I was interested to see how hard it is implement to a rudimentary virtual memory trap... Good news is my CPU pipeline worries of yesterday were unfounded.
I had to
disable write buffering (only works on Cortex-M3/M4 by the way - the M7 has a different store mechanism). This inevitably slows down all store instructions, as they have become synchronous. This however did resolve the IMPRECISERR to PRECISERR busfaults, which occured on stores.

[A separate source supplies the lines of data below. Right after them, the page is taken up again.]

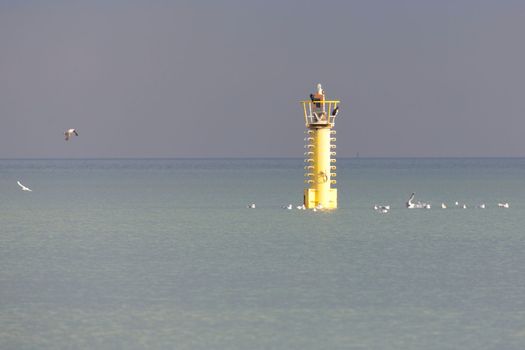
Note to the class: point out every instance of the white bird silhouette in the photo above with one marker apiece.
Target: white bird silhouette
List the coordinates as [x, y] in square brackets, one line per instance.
[23, 187]
[69, 133]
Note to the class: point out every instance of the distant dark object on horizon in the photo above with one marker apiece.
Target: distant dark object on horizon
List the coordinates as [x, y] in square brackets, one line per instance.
[69, 133]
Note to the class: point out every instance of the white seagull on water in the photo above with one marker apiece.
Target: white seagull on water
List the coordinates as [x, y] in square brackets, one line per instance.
[69, 133]
[23, 187]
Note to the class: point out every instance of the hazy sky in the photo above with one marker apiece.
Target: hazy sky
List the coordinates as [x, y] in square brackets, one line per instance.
[224, 78]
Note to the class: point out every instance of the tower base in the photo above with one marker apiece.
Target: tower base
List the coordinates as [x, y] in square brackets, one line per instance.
[311, 199]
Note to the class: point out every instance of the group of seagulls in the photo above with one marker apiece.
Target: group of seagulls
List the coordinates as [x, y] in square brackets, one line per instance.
[411, 204]
[69, 133]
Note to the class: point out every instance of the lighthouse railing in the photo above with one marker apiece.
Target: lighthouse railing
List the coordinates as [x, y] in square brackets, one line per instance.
[319, 113]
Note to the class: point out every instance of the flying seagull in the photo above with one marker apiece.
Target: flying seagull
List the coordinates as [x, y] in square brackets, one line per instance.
[69, 133]
[23, 187]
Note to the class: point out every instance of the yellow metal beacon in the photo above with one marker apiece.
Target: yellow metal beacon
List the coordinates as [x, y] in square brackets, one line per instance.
[319, 117]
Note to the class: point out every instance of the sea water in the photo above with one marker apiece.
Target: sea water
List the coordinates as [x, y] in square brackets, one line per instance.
[164, 254]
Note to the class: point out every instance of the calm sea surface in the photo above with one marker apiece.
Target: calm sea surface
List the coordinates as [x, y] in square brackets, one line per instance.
[164, 254]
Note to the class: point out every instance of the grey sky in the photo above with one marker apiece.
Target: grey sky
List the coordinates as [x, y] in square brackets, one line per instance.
[224, 78]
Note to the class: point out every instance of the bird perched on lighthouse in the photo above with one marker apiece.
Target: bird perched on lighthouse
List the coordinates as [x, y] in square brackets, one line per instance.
[69, 133]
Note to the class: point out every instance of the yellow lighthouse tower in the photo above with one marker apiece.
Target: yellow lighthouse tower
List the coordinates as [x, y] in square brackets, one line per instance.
[319, 117]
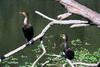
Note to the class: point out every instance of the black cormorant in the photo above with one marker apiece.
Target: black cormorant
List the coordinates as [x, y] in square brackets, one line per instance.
[69, 53]
[27, 27]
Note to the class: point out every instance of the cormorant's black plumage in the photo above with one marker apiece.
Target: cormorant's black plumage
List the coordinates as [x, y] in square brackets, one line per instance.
[28, 32]
[27, 27]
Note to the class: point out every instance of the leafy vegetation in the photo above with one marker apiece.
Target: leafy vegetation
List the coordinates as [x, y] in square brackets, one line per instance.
[82, 55]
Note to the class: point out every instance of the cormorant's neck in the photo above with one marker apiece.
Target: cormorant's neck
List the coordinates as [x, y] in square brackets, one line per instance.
[26, 20]
[66, 44]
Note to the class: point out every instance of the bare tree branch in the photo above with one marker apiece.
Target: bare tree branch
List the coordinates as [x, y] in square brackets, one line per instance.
[74, 7]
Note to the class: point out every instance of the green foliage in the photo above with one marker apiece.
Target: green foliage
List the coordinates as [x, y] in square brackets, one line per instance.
[81, 55]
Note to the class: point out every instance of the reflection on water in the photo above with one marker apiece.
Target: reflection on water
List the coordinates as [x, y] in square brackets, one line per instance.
[11, 35]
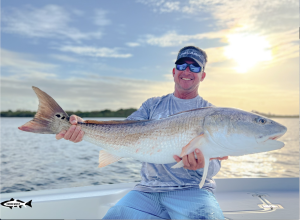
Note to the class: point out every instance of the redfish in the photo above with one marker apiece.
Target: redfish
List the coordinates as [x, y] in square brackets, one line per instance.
[217, 132]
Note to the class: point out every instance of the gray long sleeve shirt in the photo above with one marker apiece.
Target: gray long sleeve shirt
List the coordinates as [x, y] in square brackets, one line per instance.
[161, 177]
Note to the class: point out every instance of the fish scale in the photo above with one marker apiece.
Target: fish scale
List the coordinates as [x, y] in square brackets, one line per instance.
[217, 132]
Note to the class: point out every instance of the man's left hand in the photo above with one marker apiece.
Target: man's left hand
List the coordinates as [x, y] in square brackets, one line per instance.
[191, 163]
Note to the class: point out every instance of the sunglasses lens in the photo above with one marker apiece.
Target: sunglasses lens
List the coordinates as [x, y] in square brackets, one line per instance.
[195, 69]
[181, 66]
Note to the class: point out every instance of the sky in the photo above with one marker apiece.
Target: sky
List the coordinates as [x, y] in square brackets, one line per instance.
[97, 54]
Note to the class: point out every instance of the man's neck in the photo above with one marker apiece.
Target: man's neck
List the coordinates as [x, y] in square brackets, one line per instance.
[185, 95]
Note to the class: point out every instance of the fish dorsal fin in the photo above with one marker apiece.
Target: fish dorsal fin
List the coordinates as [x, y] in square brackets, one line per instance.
[114, 122]
[196, 109]
[106, 158]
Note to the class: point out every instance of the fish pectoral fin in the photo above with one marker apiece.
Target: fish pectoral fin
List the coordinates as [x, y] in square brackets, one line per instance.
[206, 164]
[106, 158]
[178, 165]
[192, 145]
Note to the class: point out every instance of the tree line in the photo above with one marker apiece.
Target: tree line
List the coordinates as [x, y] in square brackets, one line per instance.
[109, 113]
[104, 113]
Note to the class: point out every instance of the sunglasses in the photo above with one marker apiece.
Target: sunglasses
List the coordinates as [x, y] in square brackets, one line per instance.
[193, 67]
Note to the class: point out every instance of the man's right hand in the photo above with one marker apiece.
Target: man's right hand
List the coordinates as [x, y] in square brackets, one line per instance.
[74, 134]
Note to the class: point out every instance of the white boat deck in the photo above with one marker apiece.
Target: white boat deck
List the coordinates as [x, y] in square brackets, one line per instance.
[243, 198]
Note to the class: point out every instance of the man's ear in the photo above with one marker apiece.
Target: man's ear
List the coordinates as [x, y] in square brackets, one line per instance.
[203, 76]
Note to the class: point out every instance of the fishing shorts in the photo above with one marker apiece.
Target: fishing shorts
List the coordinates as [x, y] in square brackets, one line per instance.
[191, 203]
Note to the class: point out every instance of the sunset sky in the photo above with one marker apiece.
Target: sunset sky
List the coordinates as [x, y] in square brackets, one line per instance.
[97, 54]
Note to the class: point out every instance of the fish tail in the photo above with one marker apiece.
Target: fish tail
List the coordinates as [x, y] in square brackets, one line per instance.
[29, 203]
[50, 117]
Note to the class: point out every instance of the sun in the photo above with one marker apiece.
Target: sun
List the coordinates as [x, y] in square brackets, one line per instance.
[247, 50]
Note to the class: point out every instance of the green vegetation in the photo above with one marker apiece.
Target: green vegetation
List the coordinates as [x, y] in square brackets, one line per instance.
[108, 113]
[105, 113]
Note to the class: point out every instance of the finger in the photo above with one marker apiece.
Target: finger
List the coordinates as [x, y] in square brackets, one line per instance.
[73, 119]
[223, 158]
[79, 119]
[178, 159]
[186, 162]
[60, 135]
[192, 160]
[69, 133]
[79, 137]
[75, 133]
[200, 159]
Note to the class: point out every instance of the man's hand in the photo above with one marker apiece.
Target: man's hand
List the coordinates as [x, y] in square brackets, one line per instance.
[191, 163]
[74, 134]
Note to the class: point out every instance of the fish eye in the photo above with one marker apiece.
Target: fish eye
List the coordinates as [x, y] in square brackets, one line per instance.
[262, 121]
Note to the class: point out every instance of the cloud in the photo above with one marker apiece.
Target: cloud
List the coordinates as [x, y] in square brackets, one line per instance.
[22, 65]
[171, 38]
[85, 90]
[89, 93]
[162, 5]
[50, 21]
[133, 44]
[65, 58]
[95, 52]
[258, 14]
[100, 18]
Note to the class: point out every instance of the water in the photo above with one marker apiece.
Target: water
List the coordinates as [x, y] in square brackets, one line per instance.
[36, 161]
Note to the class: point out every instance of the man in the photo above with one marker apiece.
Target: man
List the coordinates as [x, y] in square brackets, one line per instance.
[166, 193]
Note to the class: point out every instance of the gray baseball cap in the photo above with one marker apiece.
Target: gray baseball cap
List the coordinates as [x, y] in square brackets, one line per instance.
[193, 53]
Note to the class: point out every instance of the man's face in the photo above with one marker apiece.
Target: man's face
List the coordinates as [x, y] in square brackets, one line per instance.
[187, 81]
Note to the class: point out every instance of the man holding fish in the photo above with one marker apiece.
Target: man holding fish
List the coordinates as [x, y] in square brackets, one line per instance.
[164, 192]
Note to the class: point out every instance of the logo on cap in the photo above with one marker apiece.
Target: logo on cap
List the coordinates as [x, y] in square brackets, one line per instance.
[193, 53]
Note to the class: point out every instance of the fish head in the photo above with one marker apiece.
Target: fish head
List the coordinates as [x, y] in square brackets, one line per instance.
[244, 132]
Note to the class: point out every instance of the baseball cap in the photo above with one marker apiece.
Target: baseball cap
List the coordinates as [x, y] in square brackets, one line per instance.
[193, 53]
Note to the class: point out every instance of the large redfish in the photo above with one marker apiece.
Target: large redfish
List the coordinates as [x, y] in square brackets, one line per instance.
[217, 132]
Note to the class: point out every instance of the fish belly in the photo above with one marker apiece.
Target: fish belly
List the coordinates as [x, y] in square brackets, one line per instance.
[158, 148]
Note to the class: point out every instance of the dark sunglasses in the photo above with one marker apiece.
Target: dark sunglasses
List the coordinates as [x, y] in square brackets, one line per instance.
[193, 67]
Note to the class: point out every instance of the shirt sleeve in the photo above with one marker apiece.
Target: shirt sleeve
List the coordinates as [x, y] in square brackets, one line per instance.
[217, 166]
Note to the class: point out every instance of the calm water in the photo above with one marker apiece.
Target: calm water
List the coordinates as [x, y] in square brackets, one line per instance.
[36, 161]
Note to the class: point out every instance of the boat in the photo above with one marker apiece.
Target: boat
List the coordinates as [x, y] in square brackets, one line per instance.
[239, 198]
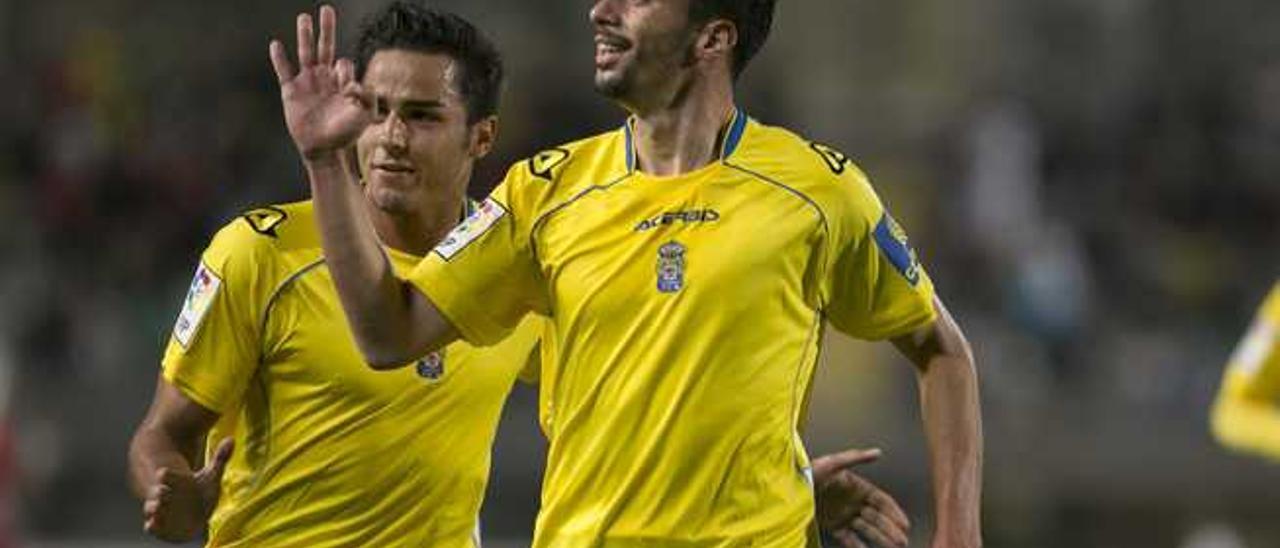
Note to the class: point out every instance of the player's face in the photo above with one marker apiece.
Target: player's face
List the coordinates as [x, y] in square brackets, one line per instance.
[640, 45]
[420, 141]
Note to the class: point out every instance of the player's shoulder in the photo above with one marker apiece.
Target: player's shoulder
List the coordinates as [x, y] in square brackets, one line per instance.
[814, 169]
[274, 237]
[566, 169]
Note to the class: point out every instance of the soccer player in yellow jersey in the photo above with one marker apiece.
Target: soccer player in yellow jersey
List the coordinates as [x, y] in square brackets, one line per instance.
[1247, 411]
[328, 452]
[688, 264]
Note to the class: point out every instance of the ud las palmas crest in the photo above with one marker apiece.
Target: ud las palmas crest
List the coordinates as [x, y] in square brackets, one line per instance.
[671, 266]
[432, 368]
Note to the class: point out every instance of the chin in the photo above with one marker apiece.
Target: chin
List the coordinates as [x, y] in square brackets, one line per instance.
[394, 202]
[612, 85]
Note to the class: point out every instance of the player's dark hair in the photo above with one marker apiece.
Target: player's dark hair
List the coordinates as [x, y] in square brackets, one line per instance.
[753, 19]
[411, 26]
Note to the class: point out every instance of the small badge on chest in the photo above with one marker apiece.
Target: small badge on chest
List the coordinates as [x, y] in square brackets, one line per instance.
[671, 266]
[432, 368]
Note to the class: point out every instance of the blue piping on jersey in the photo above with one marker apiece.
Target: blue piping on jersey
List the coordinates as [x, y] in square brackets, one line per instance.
[735, 133]
[631, 146]
[732, 137]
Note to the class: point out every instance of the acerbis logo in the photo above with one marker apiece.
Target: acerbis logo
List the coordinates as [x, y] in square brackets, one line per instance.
[698, 215]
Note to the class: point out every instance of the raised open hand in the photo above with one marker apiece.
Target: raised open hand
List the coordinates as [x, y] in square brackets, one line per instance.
[324, 106]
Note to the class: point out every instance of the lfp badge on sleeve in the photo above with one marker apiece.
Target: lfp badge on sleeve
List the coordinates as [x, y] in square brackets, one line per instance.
[671, 266]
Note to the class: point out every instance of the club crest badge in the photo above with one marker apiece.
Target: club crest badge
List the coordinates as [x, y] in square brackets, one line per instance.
[432, 368]
[671, 266]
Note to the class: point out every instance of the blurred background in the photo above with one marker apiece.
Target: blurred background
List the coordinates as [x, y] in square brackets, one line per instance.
[1095, 186]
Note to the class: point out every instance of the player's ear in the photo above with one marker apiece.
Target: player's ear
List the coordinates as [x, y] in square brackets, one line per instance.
[481, 137]
[718, 39]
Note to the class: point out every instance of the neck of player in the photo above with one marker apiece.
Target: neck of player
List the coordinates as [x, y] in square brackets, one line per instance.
[416, 232]
[681, 132]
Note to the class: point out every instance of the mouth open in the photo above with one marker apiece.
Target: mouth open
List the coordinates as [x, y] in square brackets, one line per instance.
[609, 49]
[394, 169]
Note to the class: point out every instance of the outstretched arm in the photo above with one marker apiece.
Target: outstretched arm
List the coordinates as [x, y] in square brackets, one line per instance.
[325, 112]
[952, 424]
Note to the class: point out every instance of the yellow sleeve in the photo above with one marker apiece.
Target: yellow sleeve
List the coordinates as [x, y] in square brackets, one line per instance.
[876, 286]
[1246, 415]
[484, 275]
[215, 342]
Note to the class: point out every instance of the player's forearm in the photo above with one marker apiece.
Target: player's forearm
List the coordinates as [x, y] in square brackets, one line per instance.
[375, 301]
[1247, 425]
[952, 423]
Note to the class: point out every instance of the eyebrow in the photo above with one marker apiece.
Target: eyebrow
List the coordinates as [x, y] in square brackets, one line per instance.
[411, 103]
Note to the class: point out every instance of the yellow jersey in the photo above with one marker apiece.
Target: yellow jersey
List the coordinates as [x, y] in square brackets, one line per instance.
[686, 314]
[328, 451]
[1247, 411]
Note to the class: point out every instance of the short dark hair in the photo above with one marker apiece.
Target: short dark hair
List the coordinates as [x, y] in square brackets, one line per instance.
[411, 26]
[753, 19]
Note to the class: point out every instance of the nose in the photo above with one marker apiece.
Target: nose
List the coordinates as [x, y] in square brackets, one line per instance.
[604, 13]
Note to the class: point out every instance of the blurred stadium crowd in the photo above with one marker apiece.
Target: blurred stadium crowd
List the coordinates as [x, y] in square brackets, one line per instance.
[1095, 186]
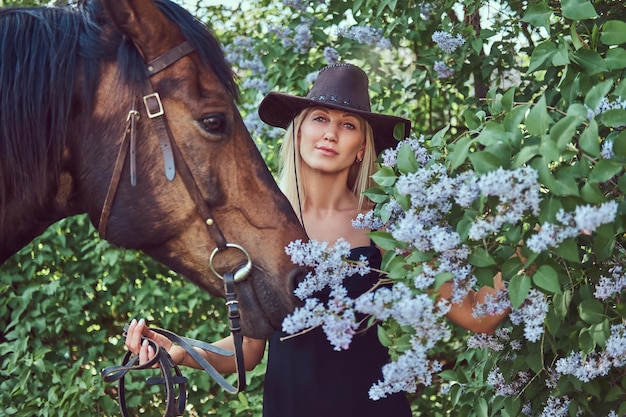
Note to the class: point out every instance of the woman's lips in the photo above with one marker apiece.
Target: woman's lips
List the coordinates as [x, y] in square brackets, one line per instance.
[326, 151]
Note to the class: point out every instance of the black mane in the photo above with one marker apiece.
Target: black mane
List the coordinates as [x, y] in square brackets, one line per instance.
[44, 51]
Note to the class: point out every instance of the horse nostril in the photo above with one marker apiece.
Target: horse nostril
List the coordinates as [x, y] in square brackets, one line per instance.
[296, 276]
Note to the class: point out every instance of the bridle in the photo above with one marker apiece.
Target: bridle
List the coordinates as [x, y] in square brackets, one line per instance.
[174, 163]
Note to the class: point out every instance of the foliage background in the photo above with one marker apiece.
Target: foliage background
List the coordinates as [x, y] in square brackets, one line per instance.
[67, 295]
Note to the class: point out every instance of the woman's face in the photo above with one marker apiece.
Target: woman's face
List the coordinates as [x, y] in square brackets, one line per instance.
[331, 140]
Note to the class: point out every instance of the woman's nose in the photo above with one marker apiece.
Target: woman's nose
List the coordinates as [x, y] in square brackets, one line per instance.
[330, 135]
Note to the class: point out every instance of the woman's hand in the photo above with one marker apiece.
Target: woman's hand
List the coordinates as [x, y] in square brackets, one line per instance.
[138, 330]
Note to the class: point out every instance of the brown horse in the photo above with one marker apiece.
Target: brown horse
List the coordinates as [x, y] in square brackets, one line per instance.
[138, 91]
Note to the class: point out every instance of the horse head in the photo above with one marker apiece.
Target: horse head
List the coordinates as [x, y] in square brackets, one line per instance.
[144, 192]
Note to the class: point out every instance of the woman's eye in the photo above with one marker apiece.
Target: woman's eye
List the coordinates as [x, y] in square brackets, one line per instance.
[214, 123]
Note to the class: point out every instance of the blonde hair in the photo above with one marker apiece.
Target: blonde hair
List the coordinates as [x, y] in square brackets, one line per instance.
[290, 174]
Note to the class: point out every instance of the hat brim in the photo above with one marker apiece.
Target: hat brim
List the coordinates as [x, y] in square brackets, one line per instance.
[278, 110]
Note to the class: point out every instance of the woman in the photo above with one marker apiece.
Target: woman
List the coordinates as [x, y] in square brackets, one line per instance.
[329, 151]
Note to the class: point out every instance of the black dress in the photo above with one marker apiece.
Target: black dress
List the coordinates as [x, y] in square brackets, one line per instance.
[306, 377]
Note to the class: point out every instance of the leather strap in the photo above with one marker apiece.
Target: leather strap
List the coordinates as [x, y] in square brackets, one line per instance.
[175, 405]
[129, 135]
[161, 62]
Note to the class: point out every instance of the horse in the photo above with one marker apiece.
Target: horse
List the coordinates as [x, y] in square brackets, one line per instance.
[126, 110]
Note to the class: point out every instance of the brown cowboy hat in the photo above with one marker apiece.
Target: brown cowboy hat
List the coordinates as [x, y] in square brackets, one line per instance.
[339, 86]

Attached vmem.c and main.c
pp (GCC O3):
uint32_t variable = 0;
uint32_t bm_mem(volatile uint32_t* ptr) {
uint32_t cyc0_vmem = DWT->CYCCNT;
uint32_t cnt = 0;
for (auto i = 0; i < 100000; i++) {
*ptr = cnt * 2;
cnt = *ptr + 1;
}
uint32_t cyc1_vmem = DWT->CYCCNT;
return cyc1_vmem - cyc0_vmem;
}
int main(void) {
DWT->CTRL |= 1; // enable CYCCNT
volatile uint32_t* ACTLR = reinterpret_cast<volatile uint32_t*>(0xE000E008);
*ACTLR |= 1<<1; // set DISDEFWBUF, https://interrupt.memfault.com/blog/cortex-m-fault-debug
volatile uint32_t* ptr_vmem = reinterpret_cast<volatile uint32_t*>(0x30000000);
volatile uint32_t* ptr_sp = reinterpret_cast<volatile uint32_t*>(&variable);
volatile uint32_t t_vmem = bm_mem(ptr_vmem);
volatile uint32_t t_sp = bm_mem(ptr_sp);
for(;;);
}
It seems to work.. but I only tested the rudimentary 16-bit ldr/str instructions with immediate offsets (and also admittedly, only for offset 0, but the BFAR should give the correct address) and on r3 (not sure if r4-r7 work). The opcode for register offset is also in there, but untested. No post inc/decrement also... (I think that's a 32-bit Thumb opcode).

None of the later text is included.